O escritor Porfiry Infantyev, que passou um ano nos «Kresty», descreveu a severidade dos guardas e a atmosfera geral do lugar. O edifício é antigo, as paredes absorveram mais de cem anos de medo, desesperança e esperança. Não admira que os «Kresty» tenham se cercado de lendas — desde histórias místicas sobre fantasmas até relatos bastante reais sobre tortura nos anos de Stalin.
Mudança para Kolpino: o fim de uma era
Em dezembro de 2017, o centro de detenção preventiva mudou-se. O novo complexo em Kolpino tornou-se o maior da Europa — projetado para 4000 detidos, com celas modernas, bloco médico e até uma igreja. O antigo edifício na Suvorovskaya 3/11 ficou vazio, mas não desapareceu do campo de visão.
Em 2023, soube-se que o grupo KVS comprou a antiga prisão «Kresty». O que acontecerá ao lendário edifício no futuro — ainda não é claro. Enquanto decorrem debates sobre renovação, qualquer pessoa pode ver os edifícios históricos através da câmara web em tempo real.
São Petersburgo e a sua arquitetura prisional
Os «Kresty» não são a única prisão em Petersburgo, mas são definitivamente a mais conhecida. Uma cidade com um passado imperial sempre teve um sistema penitenciário desenvolvido. No entanto, foram precisamente os edifícios em forma de cruz na margem de Vyborg que se tornaram um símbolo — e não só do sistema prisional, mas de toda a história contraditória da Rússia do século XX.
A câmara web na Suvorovskaya 3/11 permite ver este lugar sem guia e sem autorização. A margem de Vyborg é um bairro com atmosfera própria, onde a herança industrial se entrelaça com os quarteirões residenciais. E no meio desta paisagem urbana comum erguem-se dois edifícios massivos que lembram mais do que qualquer museu.
Por que os «Kresty» são mais do que uma prisão
Para uns, os «Kresty» são o símbolo da repressão e da injustiça. Para outros, um lugar onde se preservou a dignidade em condições desumanas. Dmitry Likhachev, que passou pelos «Kresty» e por Solovki, tornou-se académico e símbolo da resistência intelectual. Joseph Brodsky, preso aqui por acusação de parasitismo, recebeu o Nobel de Literatura.

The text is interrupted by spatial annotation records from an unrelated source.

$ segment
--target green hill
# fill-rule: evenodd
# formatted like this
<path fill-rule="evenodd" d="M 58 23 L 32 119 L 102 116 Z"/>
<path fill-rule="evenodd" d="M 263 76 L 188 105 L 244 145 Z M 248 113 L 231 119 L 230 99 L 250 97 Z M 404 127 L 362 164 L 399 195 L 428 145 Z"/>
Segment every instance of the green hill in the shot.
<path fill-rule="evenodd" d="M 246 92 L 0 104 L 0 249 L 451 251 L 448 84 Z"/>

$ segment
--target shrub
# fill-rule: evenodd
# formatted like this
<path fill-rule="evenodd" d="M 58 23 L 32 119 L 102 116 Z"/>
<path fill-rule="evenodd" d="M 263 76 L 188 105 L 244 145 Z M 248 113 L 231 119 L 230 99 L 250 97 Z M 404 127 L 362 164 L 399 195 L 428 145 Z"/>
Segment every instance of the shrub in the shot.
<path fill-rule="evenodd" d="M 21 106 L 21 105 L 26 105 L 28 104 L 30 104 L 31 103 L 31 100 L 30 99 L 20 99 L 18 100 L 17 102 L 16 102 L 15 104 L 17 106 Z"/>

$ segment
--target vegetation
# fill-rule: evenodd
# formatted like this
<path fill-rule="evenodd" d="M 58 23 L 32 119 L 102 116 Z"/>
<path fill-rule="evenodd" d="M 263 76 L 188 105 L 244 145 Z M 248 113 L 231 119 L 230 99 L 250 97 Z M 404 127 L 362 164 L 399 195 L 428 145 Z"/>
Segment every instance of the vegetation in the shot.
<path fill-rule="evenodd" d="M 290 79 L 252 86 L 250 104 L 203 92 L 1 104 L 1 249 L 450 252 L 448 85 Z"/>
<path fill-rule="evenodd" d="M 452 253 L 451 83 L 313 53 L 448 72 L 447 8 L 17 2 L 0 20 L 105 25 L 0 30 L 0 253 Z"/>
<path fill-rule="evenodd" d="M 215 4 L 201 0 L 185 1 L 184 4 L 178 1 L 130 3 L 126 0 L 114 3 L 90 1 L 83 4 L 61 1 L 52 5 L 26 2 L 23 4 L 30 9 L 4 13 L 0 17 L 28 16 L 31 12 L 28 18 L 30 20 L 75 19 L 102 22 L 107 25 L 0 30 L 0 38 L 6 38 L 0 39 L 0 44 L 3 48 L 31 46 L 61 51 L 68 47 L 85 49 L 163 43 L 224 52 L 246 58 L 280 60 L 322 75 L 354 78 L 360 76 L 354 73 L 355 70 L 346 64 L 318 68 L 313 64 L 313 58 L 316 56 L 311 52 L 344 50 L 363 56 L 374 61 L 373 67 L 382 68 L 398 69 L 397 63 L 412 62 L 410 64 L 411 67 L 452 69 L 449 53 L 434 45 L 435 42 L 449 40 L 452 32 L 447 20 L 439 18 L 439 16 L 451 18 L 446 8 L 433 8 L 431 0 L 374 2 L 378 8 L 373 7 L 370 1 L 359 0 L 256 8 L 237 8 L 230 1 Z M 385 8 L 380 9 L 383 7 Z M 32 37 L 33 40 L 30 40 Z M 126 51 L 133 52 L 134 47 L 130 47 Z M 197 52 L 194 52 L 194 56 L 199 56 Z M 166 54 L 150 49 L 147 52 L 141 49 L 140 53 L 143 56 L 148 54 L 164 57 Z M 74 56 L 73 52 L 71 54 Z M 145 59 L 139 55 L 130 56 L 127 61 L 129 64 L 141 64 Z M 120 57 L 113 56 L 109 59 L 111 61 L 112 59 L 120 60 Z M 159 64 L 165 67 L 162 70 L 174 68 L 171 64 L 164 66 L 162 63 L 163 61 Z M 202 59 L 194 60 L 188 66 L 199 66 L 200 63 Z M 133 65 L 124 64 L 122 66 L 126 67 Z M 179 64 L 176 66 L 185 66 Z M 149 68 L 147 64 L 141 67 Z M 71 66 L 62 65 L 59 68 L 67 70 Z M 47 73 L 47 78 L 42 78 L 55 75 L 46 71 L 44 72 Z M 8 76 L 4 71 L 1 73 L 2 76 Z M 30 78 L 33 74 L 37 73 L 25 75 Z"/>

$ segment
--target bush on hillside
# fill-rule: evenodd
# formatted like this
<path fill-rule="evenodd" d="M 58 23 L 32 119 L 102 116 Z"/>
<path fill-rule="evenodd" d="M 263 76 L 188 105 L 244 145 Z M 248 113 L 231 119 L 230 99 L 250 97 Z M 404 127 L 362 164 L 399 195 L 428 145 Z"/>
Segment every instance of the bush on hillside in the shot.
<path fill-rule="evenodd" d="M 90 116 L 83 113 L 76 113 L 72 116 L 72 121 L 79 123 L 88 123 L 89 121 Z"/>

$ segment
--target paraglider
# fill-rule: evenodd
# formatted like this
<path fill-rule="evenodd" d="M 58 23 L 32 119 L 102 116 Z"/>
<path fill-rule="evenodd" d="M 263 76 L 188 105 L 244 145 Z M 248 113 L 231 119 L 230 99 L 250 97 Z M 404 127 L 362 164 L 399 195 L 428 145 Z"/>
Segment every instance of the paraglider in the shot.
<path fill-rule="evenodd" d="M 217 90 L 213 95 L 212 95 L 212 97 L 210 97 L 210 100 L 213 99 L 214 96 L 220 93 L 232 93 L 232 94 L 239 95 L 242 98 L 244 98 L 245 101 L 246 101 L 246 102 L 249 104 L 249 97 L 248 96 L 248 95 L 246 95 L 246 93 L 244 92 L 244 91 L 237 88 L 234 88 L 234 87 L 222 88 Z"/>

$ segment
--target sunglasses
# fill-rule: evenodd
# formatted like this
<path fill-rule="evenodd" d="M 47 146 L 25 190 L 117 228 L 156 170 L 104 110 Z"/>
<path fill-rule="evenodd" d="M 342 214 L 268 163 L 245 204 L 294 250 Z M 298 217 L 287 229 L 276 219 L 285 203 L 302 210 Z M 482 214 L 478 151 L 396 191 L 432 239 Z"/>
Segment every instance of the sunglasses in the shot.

Este lugar faz parte do código cultural de São Petersburgo. É mencionado em memórias, romances, filmes. E agora, graças à câmara online, pode ser visto com os próprios olhos — sem risco de vida e sem necessidade de passar pelos portões.
O que se vê na câmara
A câmara web em tempo real transmite uma vista do complexo de edifícios no endereço Suvorovskaya 3/11. No ecrã — dois edifícios de cinco andares em forma de cruz, ligados por uma passagem. Tijolo cinzento, janelas estreitas, paredes massivas — tudo parece igual a como era há cem anos. Sem placas, sem indicadores: apenas arquitetura que por si só é um documento da época.
A câmara funciona em modo de transmissão em direto, por isso está a ver a localização exatamente no momento em que assiste. O tempo, a iluminação, a presença de pessoas na rua — tudo muda, mas os edifícios permanecem inalterados. Este é um caso raro em que a câmara web online mostra não apenas uma paisagem urbana, mas história viva — paredes que lembram Gumilyov, Trotsky, Brodsky e milhares de detidos anónimos cujos destinos ficaram para sempre selados dentro destas paredes.